After 13 years of informing us, Laura Lee says goodbye to ABC 6 News
Even if you’ve never met her, you probably feel like you know Laura Lee.
She’s been showing up on tv screens for more than a decade. She started at ABC 6 as a reporter in 2010. It was her first on-air TV job. She didn’t have experience, but she did have grit.
“It was difficult, but I wasnt going to let anything stop me. I wanted to be a reporter and I wanted to be in a newsroom,” Lee said.
Our bosses noticed and only a year on the job she was promoted. Nearly 13 years later she’s one of the longest-serving anchors at this station. From the moment she started here, she put her heart into her work, not afraid to look silly, willing to do just about anything to tell a good story and never afraid to ask tough questions and never afraid to show compassion. Whether she talked with parents who’ve lost a child or victims of childhood trauma.
“These tears, this isn’t sadness. It’s me letting all this out because I wasn’t able to do it for so long.”
Like the man who spoke to Laura about being a victim of clergy sex abuse.
Her investigative reporting has lead to new federal legislation as she worked with firefighters and highlighted their concerns about cancer.

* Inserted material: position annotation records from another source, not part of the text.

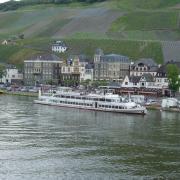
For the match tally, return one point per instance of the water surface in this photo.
(43, 142)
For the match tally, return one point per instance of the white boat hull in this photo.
(137, 110)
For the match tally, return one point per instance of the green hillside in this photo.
(131, 27)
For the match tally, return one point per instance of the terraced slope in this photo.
(130, 27)
(92, 20)
(171, 50)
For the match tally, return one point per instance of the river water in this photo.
(40, 142)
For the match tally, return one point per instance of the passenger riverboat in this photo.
(100, 102)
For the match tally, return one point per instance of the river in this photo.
(47, 143)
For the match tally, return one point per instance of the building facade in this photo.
(111, 67)
(12, 75)
(42, 69)
(143, 66)
(59, 46)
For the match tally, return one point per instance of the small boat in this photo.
(170, 104)
(98, 102)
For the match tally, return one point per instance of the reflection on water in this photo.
(42, 142)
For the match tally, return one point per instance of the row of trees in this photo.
(13, 5)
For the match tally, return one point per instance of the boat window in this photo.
(108, 100)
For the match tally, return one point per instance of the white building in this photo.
(144, 81)
(12, 76)
(143, 66)
(59, 46)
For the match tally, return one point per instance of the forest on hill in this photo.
(13, 5)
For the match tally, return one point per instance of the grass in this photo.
(133, 49)
(142, 4)
(90, 35)
(146, 21)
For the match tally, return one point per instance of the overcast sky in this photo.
(1, 1)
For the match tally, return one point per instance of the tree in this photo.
(2, 71)
(173, 77)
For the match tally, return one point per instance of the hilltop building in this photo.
(143, 66)
(59, 46)
(110, 67)
(42, 69)
(77, 69)
(12, 75)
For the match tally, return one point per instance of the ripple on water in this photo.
(42, 142)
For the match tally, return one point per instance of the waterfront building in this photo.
(70, 71)
(88, 75)
(110, 67)
(42, 69)
(144, 81)
(12, 75)
(77, 68)
(161, 79)
(143, 66)
(59, 46)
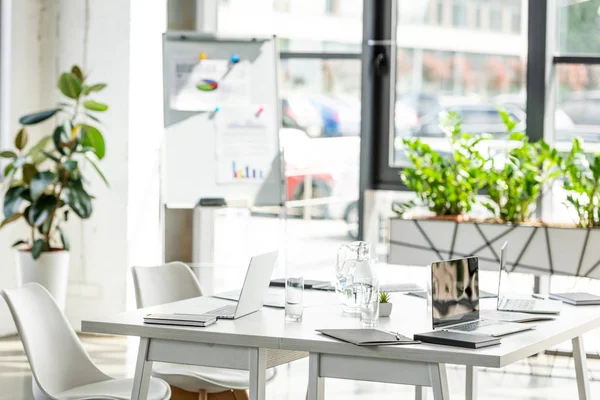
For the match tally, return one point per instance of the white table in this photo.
(263, 340)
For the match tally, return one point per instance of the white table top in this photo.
(267, 329)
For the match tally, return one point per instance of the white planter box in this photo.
(51, 270)
(532, 249)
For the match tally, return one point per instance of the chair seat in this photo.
(115, 389)
(193, 378)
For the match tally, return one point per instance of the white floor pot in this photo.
(51, 270)
(532, 249)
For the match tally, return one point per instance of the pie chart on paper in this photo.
(207, 85)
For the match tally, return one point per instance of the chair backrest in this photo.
(57, 359)
(164, 284)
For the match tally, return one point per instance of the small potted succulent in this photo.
(385, 307)
(46, 182)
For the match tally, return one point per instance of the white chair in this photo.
(61, 368)
(173, 282)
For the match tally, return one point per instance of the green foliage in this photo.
(46, 181)
(446, 185)
(384, 297)
(515, 187)
(582, 184)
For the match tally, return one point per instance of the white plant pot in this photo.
(532, 249)
(51, 270)
(385, 309)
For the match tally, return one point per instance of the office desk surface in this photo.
(267, 329)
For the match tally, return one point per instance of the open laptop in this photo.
(532, 306)
(455, 300)
(253, 292)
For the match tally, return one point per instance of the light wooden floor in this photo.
(552, 379)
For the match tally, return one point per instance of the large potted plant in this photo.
(513, 183)
(45, 183)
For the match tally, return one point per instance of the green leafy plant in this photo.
(582, 184)
(45, 182)
(384, 297)
(515, 186)
(446, 185)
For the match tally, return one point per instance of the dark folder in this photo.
(576, 298)
(457, 339)
(367, 337)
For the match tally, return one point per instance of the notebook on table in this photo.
(457, 339)
(367, 337)
(576, 298)
(180, 319)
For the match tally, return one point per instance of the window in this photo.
(472, 78)
(440, 13)
(459, 15)
(578, 28)
(495, 20)
(516, 22)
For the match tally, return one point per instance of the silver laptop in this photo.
(523, 305)
(253, 292)
(455, 300)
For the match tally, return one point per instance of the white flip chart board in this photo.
(222, 120)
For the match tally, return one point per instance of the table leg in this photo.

It’s why she was asked to helped cut the ribbon when Albert Lea opened its new fire station with updated gear and safety equipment.
Parents came to Laura when children in a small town started being diagnosed with cancer. She helped get answers from the state health department. She helped a mother in Winona who reached out when her son was taken by Russian forces in Ukraine. Laura’s reporting got Senator Amy Klobuchar involved and within days that young man was back home in Winona.
She’s highlighted the men and women in law enforcement and done almost anything you can imagine to benefit local charity from dancing to kissing farm animals.
She’s helped recognize teachers and has helped pay it forward.
Her work has has earned her nominations for seven Emmy awards and recognition from some of the most respected journalism organizations, but that’s not why Laura does this. She does it because she wants to make a difference. Her values instilled in her thanks to her Hmong culture and her parents who immigrated to the United States with just the clothes on their back and raised eight successful children.
That’s what Laura does every single day whether she’s at the anchor desk, reporting in the field or offering advice to young journalists, she always is someone you can count on. A colleague, a friend, a role model for all of us. Thank you, Laura. Your impact is greater than you’ll ever know on our community, on our station and on all the lives you’ve touched.